Sunday, 21 January 2018

Maintenance Update (rod, backside, sticks, bushes)

Wednesday 17th
By far the major activity today was (attempting) to get the front coupling rod off. Sounds easy enough.  However, a quick observe will show that it is joined to the next rod. And …

... although we had high hopes of disconnecting that second rod; allowing it to drop, and then removing the front one … all the best laid plans … !!!

X marks the spot where the trouble began. When attempting to undo the nut, the whole pin rotated. There is supposed to be a locking pin at the back that prevents it from rotating. Something was amiss!

Despite some valiant attempts at clamping the thing to stop it from turning, no luck. As it is at the back, there was little we could do. It meant removing the second coupling rod ... and the third … and the fourth!

All of the others behaved impeccably. But in order to stop the errant one from turning, David had to weld a bar onto its backside. Then it could be held and the nut could be turned on its thread. Then, of course, David had to grind off the weld to make good the back.

The method of securing these things is quite an art. The grub screw C is supposed to prevent the bush from turning. A small projection B is supposed to fit into a hole and thereby lock the back ring against the main pin. Finally, a lug A on the bolt slots into the back plate to prevent the bolt from turning. Which failed in our case? B did not do its job. In fact, I think its diameter was too large for it to fit into its hole! It did look the worse for wear, so I drilled it out.

Bruce said that he can make a new one that fits. So, pretty much all day there was Gil, Bruce, David, John T and I heaving rods around.

John T’s first job was as Apprentice Measurer. He was recording all of the dimensions for manufacturing new bushes … apart from the one that was too large for his measuring stick.

John G was involved at times, mainly as gopher. But while nobody was looking, he removed the vacuum gauge from within the cab, as all three gauges are to be calibrated on Friday.

During the week, there was an order for a Midland Railway boot scraper, so I did the needle-gunning first thing, and then John G finished it off by wire-brushing and then blacking its bottom. Having got all of the equipment out, I decided to do an LNWR chair as well. At the end of the day, I just had time to paint the lettering on an LMS chair that is also ordered.

Once the rods were (all) off, we could see another problem. The front coupling rod has been rubbing against the wheel boss.

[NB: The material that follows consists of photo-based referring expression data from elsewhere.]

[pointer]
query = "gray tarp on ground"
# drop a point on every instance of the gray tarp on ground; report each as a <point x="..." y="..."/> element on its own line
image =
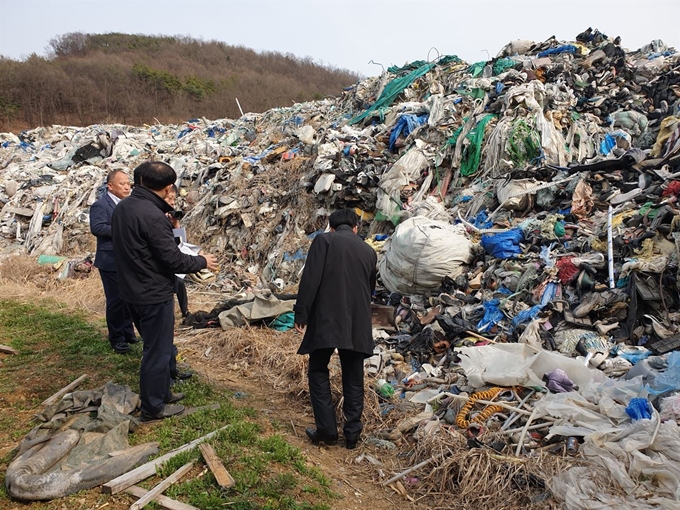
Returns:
<point x="262" y="307"/>
<point x="72" y="451"/>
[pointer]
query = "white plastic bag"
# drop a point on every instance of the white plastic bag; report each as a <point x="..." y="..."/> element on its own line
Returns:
<point x="420" y="253"/>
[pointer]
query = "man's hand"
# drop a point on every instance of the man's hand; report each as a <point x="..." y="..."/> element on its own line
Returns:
<point x="211" y="262"/>
<point x="173" y="221"/>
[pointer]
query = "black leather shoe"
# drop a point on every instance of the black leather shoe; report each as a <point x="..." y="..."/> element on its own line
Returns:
<point x="121" y="348"/>
<point x="316" y="438"/>
<point x="181" y="376"/>
<point x="167" y="412"/>
<point x="174" y="397"/>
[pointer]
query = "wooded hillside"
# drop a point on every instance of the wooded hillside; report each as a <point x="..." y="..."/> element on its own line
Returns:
<point x="134" y="79"/>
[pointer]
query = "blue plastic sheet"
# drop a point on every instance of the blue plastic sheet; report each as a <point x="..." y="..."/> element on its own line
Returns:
<point x="668" y="380"/>
<point x="406" y="124"/>
<point x="527" y="315"/>
<point x="639" y="409"/>
<point x="481" y="220"/>
<point x="634" y="357"/>
<point x="607" y="144"/>
<point x="283" y="322"/>
<point x="503" y="245"/>
<point x="567" y="48"/>
<point x="492" y="315"/>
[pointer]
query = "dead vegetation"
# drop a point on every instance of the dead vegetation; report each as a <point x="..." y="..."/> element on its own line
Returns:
<point x="451" y="474"/>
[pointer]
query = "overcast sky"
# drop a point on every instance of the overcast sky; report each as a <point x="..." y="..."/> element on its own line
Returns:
<point x="345" y="34"/>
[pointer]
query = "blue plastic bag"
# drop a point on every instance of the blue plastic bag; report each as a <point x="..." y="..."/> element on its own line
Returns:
<point x="504" y="245"/>
<point x="492" y="315"/>
<point x="669" y="380"/>
<point x="639" y="409"/>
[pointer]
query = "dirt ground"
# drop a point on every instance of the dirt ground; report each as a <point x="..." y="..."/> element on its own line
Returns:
<point x="357" y="484"/>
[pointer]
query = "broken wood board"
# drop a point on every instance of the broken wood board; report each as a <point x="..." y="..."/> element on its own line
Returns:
<point x="162" y="486"/>
<point x="224" y="479"/>
<point x="149" y="469"/>
<point x="164" y="501"/>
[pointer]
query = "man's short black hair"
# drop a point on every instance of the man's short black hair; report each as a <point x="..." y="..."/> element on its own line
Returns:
<point x="112" y="174"/>
<point x="343" y="217"/>
<point x="154" y="175"/>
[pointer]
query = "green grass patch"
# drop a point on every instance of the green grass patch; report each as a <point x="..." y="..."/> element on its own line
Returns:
<point x="57" y="347"/>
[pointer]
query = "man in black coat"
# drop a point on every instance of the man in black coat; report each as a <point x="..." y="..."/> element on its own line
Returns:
<point x="334" y="303"/>
<point x="118" y="318"/>
<point x="148" y="258"/>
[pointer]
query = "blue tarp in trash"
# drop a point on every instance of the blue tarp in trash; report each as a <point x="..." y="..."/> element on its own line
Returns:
<point x="406" y="124"/>
<point x="567" y="48"/>
<point x="503" y="245"/>
<point x="492" y="315"/>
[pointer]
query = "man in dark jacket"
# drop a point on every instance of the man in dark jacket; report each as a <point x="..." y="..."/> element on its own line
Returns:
<point x="118" y="318"/>
<point x="334" y="303"/>
<point x="148" y="258"/>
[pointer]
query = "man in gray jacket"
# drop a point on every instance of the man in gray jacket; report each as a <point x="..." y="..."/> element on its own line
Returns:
<point x="118" y="318"/>
<point x="334" y="304"/>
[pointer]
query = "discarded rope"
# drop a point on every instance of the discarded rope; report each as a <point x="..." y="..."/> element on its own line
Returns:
<point x="461" y="418"/>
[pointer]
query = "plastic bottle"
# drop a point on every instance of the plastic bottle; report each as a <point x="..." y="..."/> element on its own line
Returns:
<point x="384" y="389"/>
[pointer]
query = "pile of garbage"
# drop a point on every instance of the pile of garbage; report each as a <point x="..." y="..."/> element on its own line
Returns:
<point x="524" y="211"/>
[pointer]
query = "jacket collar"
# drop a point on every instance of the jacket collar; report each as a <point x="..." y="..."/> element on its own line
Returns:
<point x="147" y="194"/>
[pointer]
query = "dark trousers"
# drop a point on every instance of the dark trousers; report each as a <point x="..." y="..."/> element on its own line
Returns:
<point x="182" y="299"/>
<point x="352" y="364"/>
<point x="118" y="317"/>
<point x="157" y="324"/>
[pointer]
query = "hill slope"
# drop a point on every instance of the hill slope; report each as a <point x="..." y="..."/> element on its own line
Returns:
<point x="91" y="78"/>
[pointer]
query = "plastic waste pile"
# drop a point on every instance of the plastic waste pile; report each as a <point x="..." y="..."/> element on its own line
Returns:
<point x="528" y="202"/>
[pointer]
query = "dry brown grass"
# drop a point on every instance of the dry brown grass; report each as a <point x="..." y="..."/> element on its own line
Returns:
<point x="22" y="278"/>
<point x="457" y="477"/>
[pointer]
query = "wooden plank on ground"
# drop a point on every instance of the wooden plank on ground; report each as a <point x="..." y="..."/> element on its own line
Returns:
<point x="164" y="501"/>
<point x="162" y="486"/>
<point x="149" y="469"/>
<point x="55" y="398"/>
<point x="224" y="479"/>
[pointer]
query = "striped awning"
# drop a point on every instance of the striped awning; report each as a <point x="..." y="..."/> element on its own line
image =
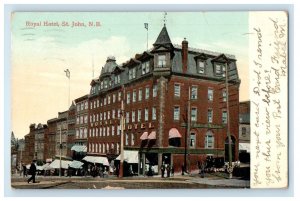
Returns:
<point x="79" y="148"/>
<point x="56" y="164"/>
<point x="144" y="136"/>
<point x="76" y="164"/>
<point x="130" y="156"/>
<point x="96" y="159"/>
<point x="152" y="135"/>
<point x="174" y="133"/>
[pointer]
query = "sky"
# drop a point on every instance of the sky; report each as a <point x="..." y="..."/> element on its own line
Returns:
<point x="39" y="55"/>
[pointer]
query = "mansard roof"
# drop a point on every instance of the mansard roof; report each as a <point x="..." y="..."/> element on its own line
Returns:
<point x="163" y="38"/>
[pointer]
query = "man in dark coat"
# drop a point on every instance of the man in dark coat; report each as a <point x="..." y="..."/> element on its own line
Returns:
<point x="32" y="172"/>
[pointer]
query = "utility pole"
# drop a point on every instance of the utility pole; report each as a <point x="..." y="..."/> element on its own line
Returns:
<point x="122" y="135"/>
<point x="146" y="27"/>
<point x="189" y="129"/>
<point x="230" y="169"/>
<point x="60" y="147"/>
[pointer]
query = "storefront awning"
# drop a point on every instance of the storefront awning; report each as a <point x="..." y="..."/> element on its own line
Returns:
<point x="79" y="148"/>
<point x="96" y="159"/>
<point x="152" y="135"/>
<point x="244" y="146"/>
<point x="64" y="164"/>
<point x="130" y="156"/>
<point x="173" y="133"/>
<point x="76" y="164"/>
<point x="144" y="136"/>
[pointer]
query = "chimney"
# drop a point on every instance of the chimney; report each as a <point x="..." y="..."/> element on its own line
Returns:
<point x="184" y="55"/>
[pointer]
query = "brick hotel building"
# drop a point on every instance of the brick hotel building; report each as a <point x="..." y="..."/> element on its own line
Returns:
<point x="174" y="107"/>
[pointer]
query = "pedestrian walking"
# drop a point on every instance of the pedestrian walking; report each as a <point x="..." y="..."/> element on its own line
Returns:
<point x="168" y="170"/>
<point x="162" y="171"/>
<point x="32" y="172"/>
<point x="172" y="171"/>
<point x="24" y="170"/>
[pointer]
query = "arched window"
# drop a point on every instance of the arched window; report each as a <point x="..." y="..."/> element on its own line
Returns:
<point x="209" y="140"/>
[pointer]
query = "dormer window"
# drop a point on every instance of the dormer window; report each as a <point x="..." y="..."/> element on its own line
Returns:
<point x="145" y="67"/>
<point x="161" y="61"/>
<point x="117" y="79"/>
<point x="132" y="73"/>
<point x="201" y="67"/>
<point x="220" y="70"/>
<point x="105" y="84"/>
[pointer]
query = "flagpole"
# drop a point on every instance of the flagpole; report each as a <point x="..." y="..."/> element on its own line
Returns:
<point x="146" y="27"/>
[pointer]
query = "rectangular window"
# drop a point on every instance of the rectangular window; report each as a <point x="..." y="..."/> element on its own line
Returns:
<point x="114" y="98"/>
<point x="126" y="139"/>
<point x="139" y="115"/>
<point x="244" y="129"/>
<point x="176" y="113"/>
<point x="119" y="96"/>
<point x="154" y="91"/>
<point x="161" y="61"/>
<point x="209" y="116"/>
<point x="177" y="90"/>
<point x="132" y="139"/>
<point x="134" y="96"/>
<point x="127" y="117"/>
<point x="201" y="67"/>
<point x="119" y="113"/>
<point x="210" y="94"/>
<point x="128" y="97"/>
<point x="194" y="93"/>
<point x="113" y="114"/>
<point x="108" y="115"/>
<point x="218" y="69"/>
<point x="194" y="114"/>
<point x="147" y="91"/>
<point x="224" y="117"/>
<point x="112" y="130"/>
<point x="146" y="114"/>
<point x="133" y="116"/>
<point x="140" y="94"/>
<point x="224" y="95"/>
<point x="119" y="130"/>
<point x="209" y="141"/>
<point x="153" y="113"/>
<point x="193" y="140"/>
<point x="108" y="100"/>
<point x="132" y="73"/>
<point x="145" y="68"/>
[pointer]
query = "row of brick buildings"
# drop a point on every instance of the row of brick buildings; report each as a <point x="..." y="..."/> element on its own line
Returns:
<point x="174" y="107"/>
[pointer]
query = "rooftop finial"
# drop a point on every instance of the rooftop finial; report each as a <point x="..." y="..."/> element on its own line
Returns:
<point x="165" y="18"/>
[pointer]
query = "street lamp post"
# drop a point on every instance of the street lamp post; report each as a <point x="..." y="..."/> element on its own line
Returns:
<point x="122" y="136"/>
<point x="230" y="169"/>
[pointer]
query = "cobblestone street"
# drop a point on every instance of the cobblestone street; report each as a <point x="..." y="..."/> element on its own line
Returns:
<point x="138" y="182"/>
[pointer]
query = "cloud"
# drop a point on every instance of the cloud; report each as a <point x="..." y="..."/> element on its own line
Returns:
<point x="39" y="85"/>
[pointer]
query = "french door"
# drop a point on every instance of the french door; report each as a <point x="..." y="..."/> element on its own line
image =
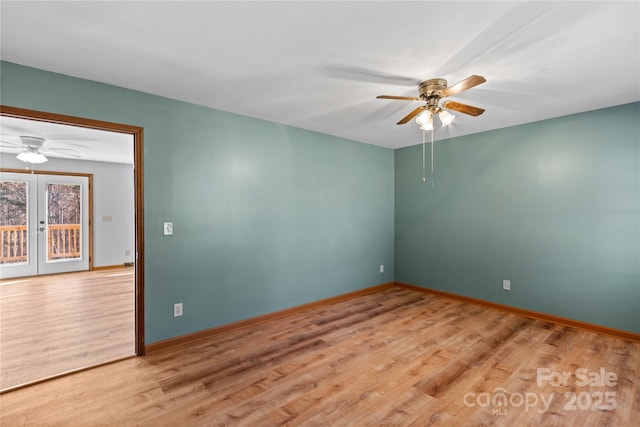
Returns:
<point x="44" y="224"/>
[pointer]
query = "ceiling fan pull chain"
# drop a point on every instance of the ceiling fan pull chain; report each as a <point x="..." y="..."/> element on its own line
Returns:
<point x="424" y="174"/>
<point x="432" y="159"/>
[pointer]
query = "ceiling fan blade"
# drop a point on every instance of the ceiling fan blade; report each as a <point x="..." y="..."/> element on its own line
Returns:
<point x="463" y="108"/>
<point x="11" y="144"/>
<point x="404" y="98"/>
<point x="465" y="84"/>
<point x="411" y="115"/>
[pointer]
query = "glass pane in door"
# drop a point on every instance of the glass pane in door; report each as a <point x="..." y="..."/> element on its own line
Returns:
<point x="64" y="222"/>
<point x="14" y="237"/>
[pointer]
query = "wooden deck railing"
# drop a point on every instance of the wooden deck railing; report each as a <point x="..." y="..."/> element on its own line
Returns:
<point x="13" y="244"/>
<point x="64" y="242"/>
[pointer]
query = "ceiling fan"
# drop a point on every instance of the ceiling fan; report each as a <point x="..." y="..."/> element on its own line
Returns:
<point x="33" y="149"/>
<point x="432" y="91"/>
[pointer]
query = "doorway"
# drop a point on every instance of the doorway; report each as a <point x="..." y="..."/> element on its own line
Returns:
<point x="136" y="134"/>
<point x="45" y="226"/>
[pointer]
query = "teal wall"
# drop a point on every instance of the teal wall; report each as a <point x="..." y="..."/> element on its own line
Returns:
<point x="554" y="206"/>
<point x="265" y="216"/>
<point x="268" y="216"/>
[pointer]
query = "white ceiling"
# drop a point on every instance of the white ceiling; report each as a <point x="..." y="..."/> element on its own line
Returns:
<point x="320" y="65"/>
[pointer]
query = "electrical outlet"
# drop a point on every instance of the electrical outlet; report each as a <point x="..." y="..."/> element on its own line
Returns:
<point x="168" y="229"/>
<point x="177" y="309"/>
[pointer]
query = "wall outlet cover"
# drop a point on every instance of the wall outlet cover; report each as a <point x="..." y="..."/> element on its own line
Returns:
<point x="168" y="228"/>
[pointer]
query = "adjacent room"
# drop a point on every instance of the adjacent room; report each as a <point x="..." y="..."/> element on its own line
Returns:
<point x="339" y="213"/>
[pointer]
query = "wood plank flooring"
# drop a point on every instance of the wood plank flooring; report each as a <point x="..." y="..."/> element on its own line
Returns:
<point x="394" y="357"/>
<point x="54" y="324"/>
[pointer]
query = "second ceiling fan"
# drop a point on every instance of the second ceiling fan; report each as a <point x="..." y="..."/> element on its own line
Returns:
<point x="432" y="92"/>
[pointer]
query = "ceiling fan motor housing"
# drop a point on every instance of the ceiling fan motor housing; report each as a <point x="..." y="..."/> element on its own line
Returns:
<point x="432" y="91"/>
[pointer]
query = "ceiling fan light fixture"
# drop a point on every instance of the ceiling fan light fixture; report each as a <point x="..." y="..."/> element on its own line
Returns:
<point x="30" y="156"/>
<point x="446" y="117"/>
<point x="425" y="120"/>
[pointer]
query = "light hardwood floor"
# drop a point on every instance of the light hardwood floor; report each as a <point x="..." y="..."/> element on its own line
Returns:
<point x="394" y="357"/>
<point x="54" y="324"/>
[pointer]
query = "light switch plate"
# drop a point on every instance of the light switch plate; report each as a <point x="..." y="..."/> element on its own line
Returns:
<point x="168" y="228"/>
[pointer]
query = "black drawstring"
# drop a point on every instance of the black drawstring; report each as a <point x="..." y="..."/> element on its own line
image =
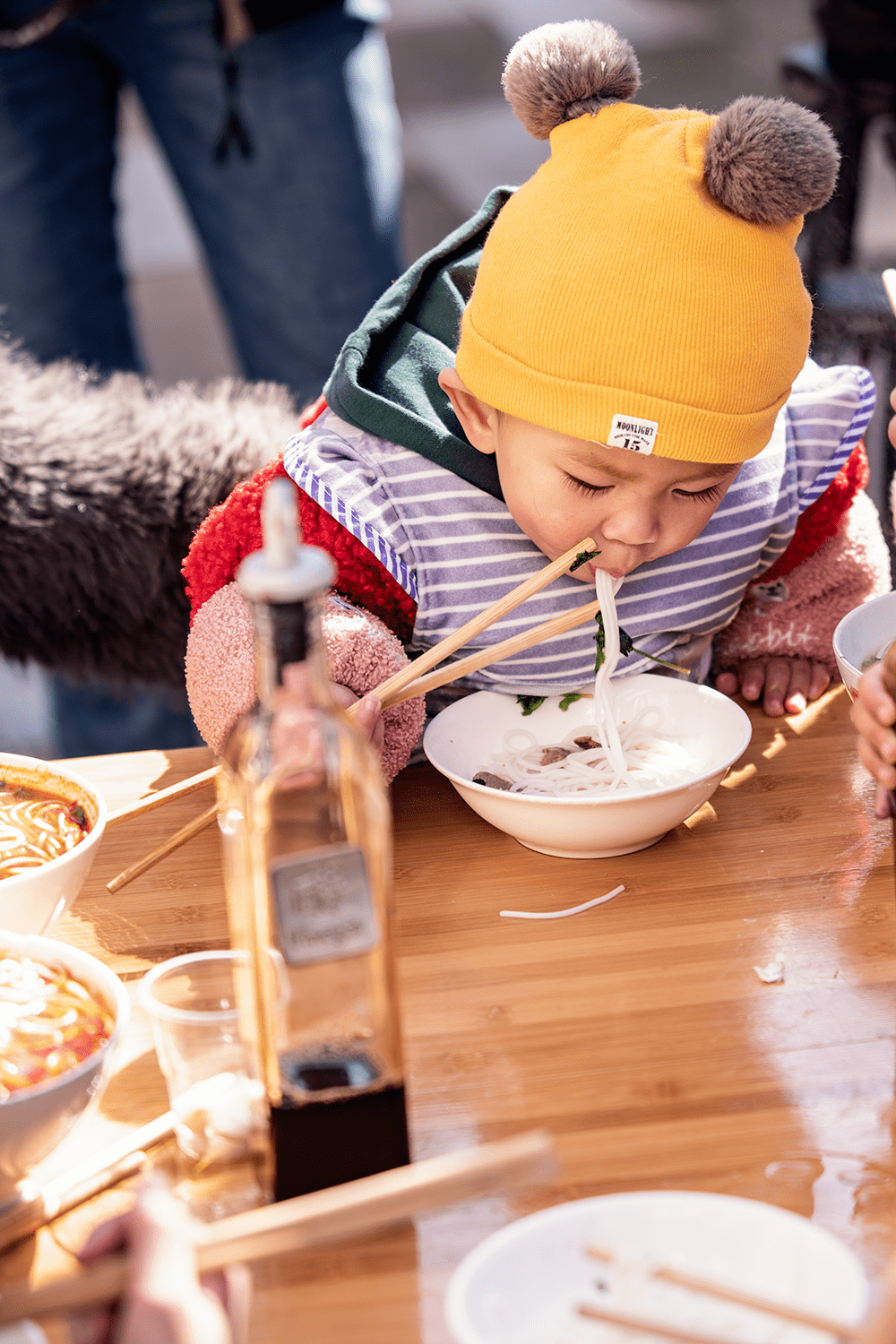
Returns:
<point x="233" y="132"/>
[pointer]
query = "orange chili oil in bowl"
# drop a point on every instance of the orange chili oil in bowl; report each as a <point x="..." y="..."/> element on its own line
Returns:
<point x="51" y="823"/>
<point x="62" y="1013"/>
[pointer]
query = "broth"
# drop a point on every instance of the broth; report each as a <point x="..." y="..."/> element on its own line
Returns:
<point x="50" y="1021"/>
<point x="35" y="827"/>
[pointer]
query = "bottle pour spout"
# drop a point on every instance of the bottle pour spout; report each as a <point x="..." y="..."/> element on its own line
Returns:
<point x="285" y="570"/>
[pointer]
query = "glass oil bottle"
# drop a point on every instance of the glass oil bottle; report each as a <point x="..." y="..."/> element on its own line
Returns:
<point x="306" y="836"/>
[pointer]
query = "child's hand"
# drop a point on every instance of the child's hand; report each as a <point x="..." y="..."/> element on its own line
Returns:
<point x="785" y="685"/>
<point x="368" y="718"/>
<point x="874" y="715"/>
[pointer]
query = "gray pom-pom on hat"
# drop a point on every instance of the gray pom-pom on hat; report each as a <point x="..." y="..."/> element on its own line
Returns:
<point x="564" y="70"/>
<point x="770" y="160"/>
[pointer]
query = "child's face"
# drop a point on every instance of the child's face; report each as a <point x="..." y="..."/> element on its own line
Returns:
<point x="562" y="489"/>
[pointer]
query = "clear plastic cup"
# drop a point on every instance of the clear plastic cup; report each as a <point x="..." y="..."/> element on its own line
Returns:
<point x="214" y="1081"/>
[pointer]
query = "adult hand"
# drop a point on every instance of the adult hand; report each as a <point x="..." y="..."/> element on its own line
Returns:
<point x="874" y="715"/>
<point x="166" y="1303"/>
<point x="785" y="685"/>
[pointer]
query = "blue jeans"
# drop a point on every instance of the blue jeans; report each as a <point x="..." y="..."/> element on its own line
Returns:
<point x="300" y="238"/>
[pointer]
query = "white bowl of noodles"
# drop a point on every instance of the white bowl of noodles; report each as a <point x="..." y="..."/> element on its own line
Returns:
<point x="863" y="637"/>
<point x="47" y="875"/>
<point x="34" y="1117"/>
<point x="707" y="733"/>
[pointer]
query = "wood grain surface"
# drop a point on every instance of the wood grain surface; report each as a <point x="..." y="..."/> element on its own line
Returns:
<point x="637" y="1032"/>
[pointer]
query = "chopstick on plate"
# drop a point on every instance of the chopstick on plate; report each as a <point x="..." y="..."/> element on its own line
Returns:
<point x="172" y="843"/>
<point x="642" y="1325"/>
<point x="35" y="1206"/>
<point x="309" y="1220"/>
<point x="390" y="691"/>
<point x="159" y="800"/>
<point x="708" y="1288"/>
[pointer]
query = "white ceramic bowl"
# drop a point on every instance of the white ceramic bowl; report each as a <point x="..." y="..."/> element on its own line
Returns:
<point x="861" y="634"/>
<point x="710" y="725"/>
<point x="35" y="900"/>
<point x="522" y="1284"/>
<point x="34" y="1121"/>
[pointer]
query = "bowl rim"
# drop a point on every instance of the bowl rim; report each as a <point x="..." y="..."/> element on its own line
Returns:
<point x="600" y="800"/>
<point x="836" y="642"/>
<point x="90" y="840"/>
<point x="90" y="967"/>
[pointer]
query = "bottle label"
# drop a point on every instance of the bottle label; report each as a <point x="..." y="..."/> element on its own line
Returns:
<point x="323" y="903"/>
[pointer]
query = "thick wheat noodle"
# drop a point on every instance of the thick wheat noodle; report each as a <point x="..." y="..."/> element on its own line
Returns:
<point x="633" y="755"/>
<point x="34" y="831"/>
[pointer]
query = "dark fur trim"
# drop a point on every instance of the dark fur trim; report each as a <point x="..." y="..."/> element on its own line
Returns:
<point x="102" y="486"/>
<point x="563" y="70"/>
<point x="770" y="160"/>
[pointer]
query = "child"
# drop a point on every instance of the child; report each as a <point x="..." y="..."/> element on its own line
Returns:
<point x="874" y="712"/>
<point x="632" y="367"/>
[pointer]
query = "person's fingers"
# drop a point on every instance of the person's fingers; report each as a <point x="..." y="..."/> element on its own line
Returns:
<point x="874" y="696"/>
<point x="777" y="685"/>
<point x="797" y="694"/>
<point x="820" y="680"/>
<point x="105" y="1239"/>
<point x="166" y="1303"/>
<point x="370" y="719"/>
<point x="727" y="683"/>
<point x="343" y="696"/>
<point x="91" y="1327"/>
<point x="884" y="804"/>
<point x="877" y="760"/>
<point x="753" y="677"/>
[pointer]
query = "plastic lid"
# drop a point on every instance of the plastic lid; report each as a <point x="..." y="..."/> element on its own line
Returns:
<point x="284" y="570"/>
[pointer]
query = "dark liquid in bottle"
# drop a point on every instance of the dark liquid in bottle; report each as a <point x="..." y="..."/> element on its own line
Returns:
<point x="325" y="1142"/>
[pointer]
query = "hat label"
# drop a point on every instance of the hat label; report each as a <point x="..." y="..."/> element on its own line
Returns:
<point x="635" y="435"/>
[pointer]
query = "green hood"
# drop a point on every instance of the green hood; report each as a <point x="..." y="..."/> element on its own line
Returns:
<point x="386" y="378"/>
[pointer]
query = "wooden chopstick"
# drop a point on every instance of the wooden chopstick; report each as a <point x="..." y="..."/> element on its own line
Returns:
<point x="37" y="1206"/>
<point x="645" y="1327"/>
<point x="794" y="1314"/>
<point x="389" y="690"/>
<point x="159" y="800"/>
<point x="311" y="1219"/>
<point x="484" y="658"/>
<point x="172" y="843"/>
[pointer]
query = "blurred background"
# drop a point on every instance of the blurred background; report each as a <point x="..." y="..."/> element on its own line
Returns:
<point x="460" y="139"/>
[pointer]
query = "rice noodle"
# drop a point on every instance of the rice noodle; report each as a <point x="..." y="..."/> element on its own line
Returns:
<point x="616" y="757"/>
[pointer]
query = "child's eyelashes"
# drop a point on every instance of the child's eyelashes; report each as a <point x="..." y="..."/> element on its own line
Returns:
<point x="702" y="496"/>
<point x="711" y="492"/>
<point x="584" y="487"/>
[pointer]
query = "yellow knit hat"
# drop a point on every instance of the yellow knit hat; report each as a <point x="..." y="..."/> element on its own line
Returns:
<point x="642" y="288"/>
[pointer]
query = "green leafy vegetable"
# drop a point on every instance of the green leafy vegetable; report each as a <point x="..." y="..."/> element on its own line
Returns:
<point x="565" y="701"/>
<point x="626" y="647"/>
<point x="582" y="558"/>
<point x="530" y="703"/>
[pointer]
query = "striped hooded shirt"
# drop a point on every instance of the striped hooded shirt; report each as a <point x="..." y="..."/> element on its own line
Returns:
<point x="455" y="548"/>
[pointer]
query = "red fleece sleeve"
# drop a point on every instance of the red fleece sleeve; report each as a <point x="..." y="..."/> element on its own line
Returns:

There is an outer wear pattern (A) that also shows signs of rust on the leading section. Then there is a recess (B) in the wheel boss. This has not been worn away by the rod; it must have been there right from when we first fitted the rods. We need to seek advice about this - what is it for and what do we do about it?

Saturday 20th
Much measuring in the shed.

John, Gil and David are all applying their measuring sticks to almost everything. Necessary, of course, for getting the new bushes made to the correct sizes. Bruce was doing his measuring behind the camera.

Gil sought advice, and we now know what to do about the machined recess in the wheel boss. No idea why it is there, though.

Ah the sweet smell of hydraulic fluid!

It took a while to find suitable lumps of metal to fit the bush diameter. It was a squeeze getting the trolley down between Dinmore’s tender and the side of the shed. However, once we’d positioned everything, pushing the bush out went like a dream.

Then we had to turn the rod around to press out the other bush … but not enough room to turn, jammed as we were twixt tender and wall. So, we decided to move the tender along and make more room.

Behind the tender was a beautiful lamp post under restoration. This had to move first!

It was all hands to the post, as it was rather heavy - especially at the end that was full of concrete! We managed to move it along, and in doing so freed up a trolley.

Rob and I put our backs into getting the tender rolling (after finding out that putting your back up against 2807’s buffer beam was a tad painful due to the overhang of the front running board). Someone was manning a pinch-bar, too. When Bruce yelled out to stop, we pointed out that Rob & I had no brakes!